Karen Schindler, professeure de génétique à l’université Rutgers et l’une des principales autrices de l’étude, a expliqué que la réussite de la reproduction dépend largement de la production d’ovocytes de bonne qualité. Avec l’âge, l’aneuploïdie devient plus fréquente dans les ovocytes et constitue une cause majeure de fausse couche. Les femmes porteuses du variant KIF18A sont plus susceptibles de produire des ovocytes présentant des anomalies chromosomiques, car leurs ovocytes vieillissent plus vite, ce qui augmente le risque de fausse couche. Ce phénomène est appelé « forte aneuploïdie embryonnaire ».
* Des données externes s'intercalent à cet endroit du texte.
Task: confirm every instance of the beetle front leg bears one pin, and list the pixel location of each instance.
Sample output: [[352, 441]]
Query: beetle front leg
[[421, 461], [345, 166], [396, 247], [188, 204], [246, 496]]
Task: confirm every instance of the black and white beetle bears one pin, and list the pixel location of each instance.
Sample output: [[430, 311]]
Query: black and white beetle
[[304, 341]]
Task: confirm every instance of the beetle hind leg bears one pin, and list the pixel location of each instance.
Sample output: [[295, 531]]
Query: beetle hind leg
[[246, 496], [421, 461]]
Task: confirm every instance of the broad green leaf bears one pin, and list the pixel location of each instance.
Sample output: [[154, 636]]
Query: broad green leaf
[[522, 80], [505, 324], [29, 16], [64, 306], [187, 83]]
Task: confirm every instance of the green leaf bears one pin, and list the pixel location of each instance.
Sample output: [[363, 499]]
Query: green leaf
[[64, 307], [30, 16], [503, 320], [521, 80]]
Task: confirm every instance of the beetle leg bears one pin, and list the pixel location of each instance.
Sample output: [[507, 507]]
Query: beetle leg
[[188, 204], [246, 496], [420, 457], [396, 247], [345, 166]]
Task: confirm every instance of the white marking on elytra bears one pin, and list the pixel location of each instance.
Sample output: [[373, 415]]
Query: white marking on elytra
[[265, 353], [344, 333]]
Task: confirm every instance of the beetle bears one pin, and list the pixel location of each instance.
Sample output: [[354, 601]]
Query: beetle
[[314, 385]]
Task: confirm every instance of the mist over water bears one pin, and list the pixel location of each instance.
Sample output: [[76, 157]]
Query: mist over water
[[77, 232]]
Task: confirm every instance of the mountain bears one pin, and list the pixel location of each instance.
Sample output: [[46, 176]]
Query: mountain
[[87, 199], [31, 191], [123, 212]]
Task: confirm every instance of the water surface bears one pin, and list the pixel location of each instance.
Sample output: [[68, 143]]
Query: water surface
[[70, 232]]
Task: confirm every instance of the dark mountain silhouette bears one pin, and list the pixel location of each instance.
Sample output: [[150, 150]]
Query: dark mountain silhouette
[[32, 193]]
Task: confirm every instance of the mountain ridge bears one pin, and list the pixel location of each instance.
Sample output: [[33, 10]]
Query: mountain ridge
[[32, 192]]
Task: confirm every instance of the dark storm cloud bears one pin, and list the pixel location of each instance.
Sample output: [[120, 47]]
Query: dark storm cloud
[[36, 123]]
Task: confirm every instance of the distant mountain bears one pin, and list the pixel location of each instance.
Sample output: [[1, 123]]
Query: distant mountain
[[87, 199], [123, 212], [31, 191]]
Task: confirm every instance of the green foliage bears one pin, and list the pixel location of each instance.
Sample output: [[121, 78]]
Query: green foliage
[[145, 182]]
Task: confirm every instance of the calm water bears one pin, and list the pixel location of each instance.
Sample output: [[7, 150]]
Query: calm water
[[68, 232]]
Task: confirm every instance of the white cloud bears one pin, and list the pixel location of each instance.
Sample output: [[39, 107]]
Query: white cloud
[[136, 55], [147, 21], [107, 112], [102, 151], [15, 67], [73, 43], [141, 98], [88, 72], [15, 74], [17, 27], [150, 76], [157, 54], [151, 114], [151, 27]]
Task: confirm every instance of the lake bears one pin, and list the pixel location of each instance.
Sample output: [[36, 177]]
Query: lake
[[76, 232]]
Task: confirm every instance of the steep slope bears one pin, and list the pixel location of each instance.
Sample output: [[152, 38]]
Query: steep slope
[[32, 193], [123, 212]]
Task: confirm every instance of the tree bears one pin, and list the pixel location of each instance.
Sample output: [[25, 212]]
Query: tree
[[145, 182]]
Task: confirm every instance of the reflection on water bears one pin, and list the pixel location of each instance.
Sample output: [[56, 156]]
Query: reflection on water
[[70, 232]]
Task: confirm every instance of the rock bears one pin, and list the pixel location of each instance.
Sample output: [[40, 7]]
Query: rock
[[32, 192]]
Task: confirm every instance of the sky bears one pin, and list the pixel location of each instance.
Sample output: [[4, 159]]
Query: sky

« Au cours de nos recherches, nous avons constaté que de nombreuses femmes ayant des ovocytes présentant des anomalies chromosomiques étaient porteuses de cette mutation KIF18A », a ajouté la professeure Schindler. « Cette découverte améliore considérablement notre compréhension des anomalies ovocytaires et des causes de l’infertilité féminine, et ouvre de nouvelles pistes pour un diagnostic précoce et un traitement personnalisé. »


Du variant génétique à la qualité ovocytaire : une nouvelle voie de recherche

Pour tester cette hypothèse, l’équipe a réalisé des analyses génétiques approfondies chez des femmes porteuses du variant KIF18A et utilisé des simulations informatiques afin de repérer d’éventuels profils génétiques dans les données. Des expériences sur des souris ont également montré que les animaux concernés produisaient davantage d’ovocytes anormaux dès leur jeune âge, étayant ainsi l’existence d’un lien de causalité.


Leelabati Biswas, co-première autrice, a déclaré : « Cette découverte va au-delà d’une simple association ; elle apporte la preuve d’un lien de causalité. Nous avons obtenu une confirmation solide que ce variant est une cause fondamentale du vieillissement accéléré des ovocytes. »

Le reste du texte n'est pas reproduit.